C13 Joseph Marvin Imperial
A Simple Post-Processing Technique for Improving Readability Assessment of Texts using Word Mover’s Distance
[Abstract]
Assessing the proper difficulty levels of reading materials or texts in general is the first step towards effective comprehension and learning. In this study, we improve the conventional methodology of automatic readability assessment by incorporating the Word Mover’s Distance (WMD) of ranked texts as an additional post-processing technique to further ground the difficulty level given by a model. Results of our experiments on three multilingual datasets in Filipino, German, and English show that the post-processing technique outperforms previous vanilla and ranking-based models using SVM.
C14 Amit Moryossef
Step-by-Step: Separating Planning from Realization in Neural Data-to-Text Generation
[Abstract]
Data-to-text generation can be conceptually divided into two parts: ordering and structuring the information (planning), and generating fluent language describing the information (realization). Modern neural generation systems conflate these two steps into a single end-to-end differentiable system. We propose to split the generation process into a symbolic text-planning stage that is faithful to the input, followed by a neural generation stage that focuses only on realization. For training a plan-to-text generator, we present a method for matching reference texts to their corresponding text plans. For inference time, we describe a method for selecting high-quality text plans for new inputs. We implement and evaluate our approach on the WebNLG benchmark. Our results demonstrate that decoupling text planning from neural realization indeed improves the system’s reliability and adequacy while maintaining fluent output. We observe improvements both in BLEU scores and in manual evaluations. Another benefit of our approach is the ability to output diverse realizations of the same input, paving the way to explicit control over the generated text structure.
C15 Hadeel Al-Negheimish
Discrete Reasoning Templates for Natural Language Understanding
[Abstract]
State of the art models in natural language reading comprehension are usually based on Language Models with millions of parameters that have been pre-trained on massive amounts of data.
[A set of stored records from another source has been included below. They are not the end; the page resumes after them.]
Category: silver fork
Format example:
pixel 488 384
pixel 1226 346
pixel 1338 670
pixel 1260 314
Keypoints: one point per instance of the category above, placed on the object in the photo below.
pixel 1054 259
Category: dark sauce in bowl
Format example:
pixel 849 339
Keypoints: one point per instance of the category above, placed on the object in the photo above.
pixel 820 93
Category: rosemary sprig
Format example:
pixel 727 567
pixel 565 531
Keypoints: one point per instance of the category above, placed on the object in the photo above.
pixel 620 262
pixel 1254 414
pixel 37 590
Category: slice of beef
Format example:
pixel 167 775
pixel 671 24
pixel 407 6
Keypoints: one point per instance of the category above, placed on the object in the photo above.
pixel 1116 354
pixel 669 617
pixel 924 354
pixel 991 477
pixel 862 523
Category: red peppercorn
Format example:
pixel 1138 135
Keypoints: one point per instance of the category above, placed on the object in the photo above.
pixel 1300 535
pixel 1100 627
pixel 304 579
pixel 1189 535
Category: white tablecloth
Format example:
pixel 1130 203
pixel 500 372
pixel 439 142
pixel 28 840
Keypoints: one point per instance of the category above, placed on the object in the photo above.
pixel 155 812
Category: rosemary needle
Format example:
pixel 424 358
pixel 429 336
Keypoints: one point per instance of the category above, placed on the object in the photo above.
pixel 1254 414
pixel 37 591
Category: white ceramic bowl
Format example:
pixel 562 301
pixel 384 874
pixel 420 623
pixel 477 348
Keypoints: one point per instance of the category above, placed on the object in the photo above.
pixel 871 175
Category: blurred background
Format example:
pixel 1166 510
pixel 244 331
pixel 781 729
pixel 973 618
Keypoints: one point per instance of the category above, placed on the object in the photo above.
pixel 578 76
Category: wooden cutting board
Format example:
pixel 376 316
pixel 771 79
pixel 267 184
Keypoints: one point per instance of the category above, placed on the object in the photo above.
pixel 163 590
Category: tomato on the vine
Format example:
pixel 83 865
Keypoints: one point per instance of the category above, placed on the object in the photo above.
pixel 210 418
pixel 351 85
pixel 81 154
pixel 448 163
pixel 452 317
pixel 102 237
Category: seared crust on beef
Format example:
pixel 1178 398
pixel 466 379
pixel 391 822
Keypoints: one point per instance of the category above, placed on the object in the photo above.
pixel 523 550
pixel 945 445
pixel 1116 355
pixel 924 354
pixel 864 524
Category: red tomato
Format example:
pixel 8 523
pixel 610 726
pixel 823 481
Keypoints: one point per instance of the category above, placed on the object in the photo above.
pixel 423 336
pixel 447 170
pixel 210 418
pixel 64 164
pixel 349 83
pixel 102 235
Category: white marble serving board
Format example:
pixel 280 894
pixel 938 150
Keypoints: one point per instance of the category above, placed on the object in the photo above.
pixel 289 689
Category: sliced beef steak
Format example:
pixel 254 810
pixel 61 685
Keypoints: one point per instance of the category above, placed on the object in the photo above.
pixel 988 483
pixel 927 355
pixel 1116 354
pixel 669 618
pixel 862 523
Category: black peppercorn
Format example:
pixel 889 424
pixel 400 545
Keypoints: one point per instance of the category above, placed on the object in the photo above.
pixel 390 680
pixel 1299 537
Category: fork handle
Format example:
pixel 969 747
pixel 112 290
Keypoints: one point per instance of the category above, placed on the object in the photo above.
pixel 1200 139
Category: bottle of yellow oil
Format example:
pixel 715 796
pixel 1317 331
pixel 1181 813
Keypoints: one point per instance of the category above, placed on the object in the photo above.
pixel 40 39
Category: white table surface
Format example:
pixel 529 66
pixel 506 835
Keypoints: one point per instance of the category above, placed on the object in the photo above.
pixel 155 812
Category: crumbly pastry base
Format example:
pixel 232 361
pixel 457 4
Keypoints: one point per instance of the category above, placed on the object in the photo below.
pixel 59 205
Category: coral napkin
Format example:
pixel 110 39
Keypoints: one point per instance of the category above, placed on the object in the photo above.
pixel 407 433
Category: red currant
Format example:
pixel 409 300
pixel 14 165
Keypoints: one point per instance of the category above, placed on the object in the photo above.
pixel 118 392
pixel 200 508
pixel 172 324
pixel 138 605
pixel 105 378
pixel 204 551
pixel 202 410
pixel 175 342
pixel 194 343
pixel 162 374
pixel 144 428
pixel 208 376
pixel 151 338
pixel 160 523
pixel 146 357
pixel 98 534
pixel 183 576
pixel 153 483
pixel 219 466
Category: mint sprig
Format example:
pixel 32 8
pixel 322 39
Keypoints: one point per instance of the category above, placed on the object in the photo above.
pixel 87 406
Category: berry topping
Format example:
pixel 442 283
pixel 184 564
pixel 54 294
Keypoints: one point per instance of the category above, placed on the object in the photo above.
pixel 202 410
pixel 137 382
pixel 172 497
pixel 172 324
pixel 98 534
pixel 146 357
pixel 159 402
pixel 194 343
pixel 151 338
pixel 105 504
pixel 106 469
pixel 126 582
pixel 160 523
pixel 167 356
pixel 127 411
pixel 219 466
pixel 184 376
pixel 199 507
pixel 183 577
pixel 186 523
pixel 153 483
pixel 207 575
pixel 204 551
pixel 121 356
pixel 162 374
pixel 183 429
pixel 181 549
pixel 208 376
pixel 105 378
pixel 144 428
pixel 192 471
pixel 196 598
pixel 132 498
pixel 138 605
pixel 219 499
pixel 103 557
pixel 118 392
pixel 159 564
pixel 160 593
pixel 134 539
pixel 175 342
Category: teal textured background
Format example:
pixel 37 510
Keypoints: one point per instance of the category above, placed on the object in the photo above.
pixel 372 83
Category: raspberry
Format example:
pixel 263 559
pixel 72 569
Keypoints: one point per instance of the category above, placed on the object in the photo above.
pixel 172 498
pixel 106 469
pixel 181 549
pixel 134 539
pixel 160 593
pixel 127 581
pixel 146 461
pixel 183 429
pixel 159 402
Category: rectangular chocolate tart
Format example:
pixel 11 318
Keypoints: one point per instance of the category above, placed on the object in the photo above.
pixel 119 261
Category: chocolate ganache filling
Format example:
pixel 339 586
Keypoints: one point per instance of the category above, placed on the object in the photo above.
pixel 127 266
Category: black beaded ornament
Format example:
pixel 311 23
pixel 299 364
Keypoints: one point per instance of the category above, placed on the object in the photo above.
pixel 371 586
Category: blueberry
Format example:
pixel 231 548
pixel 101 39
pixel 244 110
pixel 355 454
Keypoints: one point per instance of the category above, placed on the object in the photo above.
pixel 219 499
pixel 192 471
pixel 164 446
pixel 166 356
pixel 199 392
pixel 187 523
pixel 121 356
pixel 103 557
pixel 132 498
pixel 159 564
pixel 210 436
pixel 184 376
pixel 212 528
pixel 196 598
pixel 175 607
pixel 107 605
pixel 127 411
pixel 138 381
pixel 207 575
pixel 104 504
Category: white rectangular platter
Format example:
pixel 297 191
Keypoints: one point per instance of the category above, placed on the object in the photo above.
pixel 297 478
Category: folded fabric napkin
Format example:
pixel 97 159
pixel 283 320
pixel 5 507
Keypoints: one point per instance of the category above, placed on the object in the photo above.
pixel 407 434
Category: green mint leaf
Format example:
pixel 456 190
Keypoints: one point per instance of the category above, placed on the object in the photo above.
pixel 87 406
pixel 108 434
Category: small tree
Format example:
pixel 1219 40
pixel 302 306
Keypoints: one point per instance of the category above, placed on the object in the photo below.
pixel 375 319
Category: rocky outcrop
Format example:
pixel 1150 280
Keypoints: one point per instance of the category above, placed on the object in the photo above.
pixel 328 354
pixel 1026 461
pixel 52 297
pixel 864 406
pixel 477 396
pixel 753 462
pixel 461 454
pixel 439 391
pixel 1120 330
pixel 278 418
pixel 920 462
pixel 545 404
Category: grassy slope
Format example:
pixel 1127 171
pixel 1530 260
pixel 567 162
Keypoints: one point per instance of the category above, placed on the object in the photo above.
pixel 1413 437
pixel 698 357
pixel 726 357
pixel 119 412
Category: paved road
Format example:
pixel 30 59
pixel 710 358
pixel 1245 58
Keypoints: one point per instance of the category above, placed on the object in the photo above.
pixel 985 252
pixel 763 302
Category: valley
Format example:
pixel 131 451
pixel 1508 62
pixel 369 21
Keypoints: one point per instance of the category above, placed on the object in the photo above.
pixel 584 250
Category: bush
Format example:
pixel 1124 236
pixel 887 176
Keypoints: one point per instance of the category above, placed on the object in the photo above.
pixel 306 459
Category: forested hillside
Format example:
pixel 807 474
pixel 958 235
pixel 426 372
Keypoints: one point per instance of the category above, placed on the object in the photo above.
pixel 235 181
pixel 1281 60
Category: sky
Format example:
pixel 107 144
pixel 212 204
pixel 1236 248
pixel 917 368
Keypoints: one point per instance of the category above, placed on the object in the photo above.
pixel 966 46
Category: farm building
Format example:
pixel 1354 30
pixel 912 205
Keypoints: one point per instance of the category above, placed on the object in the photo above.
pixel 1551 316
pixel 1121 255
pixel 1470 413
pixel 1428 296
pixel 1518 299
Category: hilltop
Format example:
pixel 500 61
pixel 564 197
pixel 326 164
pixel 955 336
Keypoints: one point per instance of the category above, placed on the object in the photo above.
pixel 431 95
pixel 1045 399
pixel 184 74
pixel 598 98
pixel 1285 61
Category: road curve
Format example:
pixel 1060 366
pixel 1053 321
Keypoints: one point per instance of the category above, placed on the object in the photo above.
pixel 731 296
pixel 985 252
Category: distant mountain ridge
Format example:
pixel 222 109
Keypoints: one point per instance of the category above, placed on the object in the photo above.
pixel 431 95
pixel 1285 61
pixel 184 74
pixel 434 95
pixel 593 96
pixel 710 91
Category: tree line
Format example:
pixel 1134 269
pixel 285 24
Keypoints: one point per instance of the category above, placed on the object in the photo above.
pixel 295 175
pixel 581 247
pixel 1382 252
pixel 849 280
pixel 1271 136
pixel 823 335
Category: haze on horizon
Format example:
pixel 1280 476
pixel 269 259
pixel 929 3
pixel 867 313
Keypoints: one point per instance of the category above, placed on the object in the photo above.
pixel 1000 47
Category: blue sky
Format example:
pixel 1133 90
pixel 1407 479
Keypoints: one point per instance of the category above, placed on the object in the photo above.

Yet, these models suffer when they are asked to combine information from multiple parts of text or to reason about a certain part to derive an answer. We work on developing a complementary approach based on reasoning templates that exploits the power of the contextualized representations these LMs provide with symbolic reasoning. We evaluate it on a subset of the DROP dataset for discrete and symbolic reasoning over the content of paragraphs and find that it is competitive with SOTA while being interpretable and requiring little supervision.
C17 Kelvin Han
Generating varied questions from meaning representations
[Abstract]
The task of automatically generating questions is gaining renewed attention recently, in part due to its potential to support and further develop the wider task of question and answering, as well as the arrival of recent advancements in approaches and tools in the field of NLP. As part of my Master 2 internship (ending in August 2020), I am studying the task of generating questions from knowledge bases. Specifically, I have crowdsourced questions pertaining to RDF triples present in the WebNLG dataset, and I have adopted a sequence-to-sequence approach to generate these questions, involving the pre-training and fine-tuning of different Transformer-based models.